Die Zeit als Fallschirmjäger auf Kreta

Von Matthias Meyer zur Heyde und Carsten Borgmeier (Foto)
Bielefeld (WB). »In den Sportstunden hat der Max Sparring mit uns gemacht«, erinnert sich Werner Lohne. Der 86-jährige Bielefelder war mit Deutschlands berühmtestem Boxer Max Schmeling an dessen wohl gefährlichstem Kampf beteiligt: an der Landung auf Kreta 1941.

Nicht braun, sondern rot: Werner Lohne war kein Parteigänger Hitlers, sondern stand als Sozialist im »feindlichen Lager«. Er wusste, dass er nach der Machtergreifung nichts Gutes zu erwarten hatte - Vater und Schwester kamen ins KZ -Êund floh nach Amsterdam, doch die Holländer lieferten ihn aus. »Im Freihafen, also außerhalb des staatlichen Hoheitsgebiets, gerade als ich an Deck eines amerikanischen Frachters gehen wollte, haben die mich verhaftet«, was Werner Lohne noch heute empört.
Ein zweiter Versuch, Hitlers Schergen zu entkommen, misslang ebenfalls, und so trat der 18-Jährige 1937 die Flucht nach vorne an: »Ich wurde Soldat.« In Braunschweig war Werner Lohne am Aufbau der ganz neuen Fallschirmjägertruppe beteiligt und gehörte 1940 zum Stab des 3. Regiments der 1. Division. »Dorthin kam auch Max Schmeling, weil man höheren Ortes dachte, so ein Prominenter könnte das Ansehen der jungen Waffengattung gewaltig heben.«
Über private Dinge, auch über Schmelings Kämpfe gegen Joe Louis (1946 und 1938) wurde nicht geredet. »Aber bei einem Fest ging er mit seiner Frau Anny Ondra durch die Reihen und schüttelte allen die Hand«, erinnert sich Werner Lohne. Lida Baarova, ebenfalls Schauspielerin und zeitweilig Goebbels Geliebte, war auch dabei.
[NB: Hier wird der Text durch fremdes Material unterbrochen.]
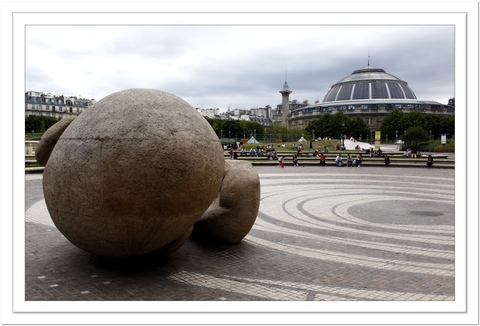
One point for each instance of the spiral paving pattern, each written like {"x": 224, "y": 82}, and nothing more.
{"x": 322, "y": 234}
»Max wollte lieber unter Kameraden sein, und so wurde er vom Stab in die schwere Kompanie versetzt.« Der kräftige Sportler tat fortan Dienst am schweren MG. Und dann graute der Morgen des 20. Mai 1941. Operation »Merkur«.
»Max hatte die Ruhr, und wir waren alle erstaunt, dass er den Einsatz mitmachte«, berichtet Werner Lohne. »Das wieder so eine Idee der politischen Führung . . .« Von Feldflughäfen im kurz zuvor besetzten Griechenland aus starteten in drei Wellen hunderte Junkers52-Maschinen mit 15 000 Fallschirmjägern, und Werner Lohne und Max Schmeling vom 3. Regiment gehörten zur ersten Welle. Ihr Ziel: Kretas damalige Hauptstadt Chania und der Hafen der nahegelegenen Souda-Bucht.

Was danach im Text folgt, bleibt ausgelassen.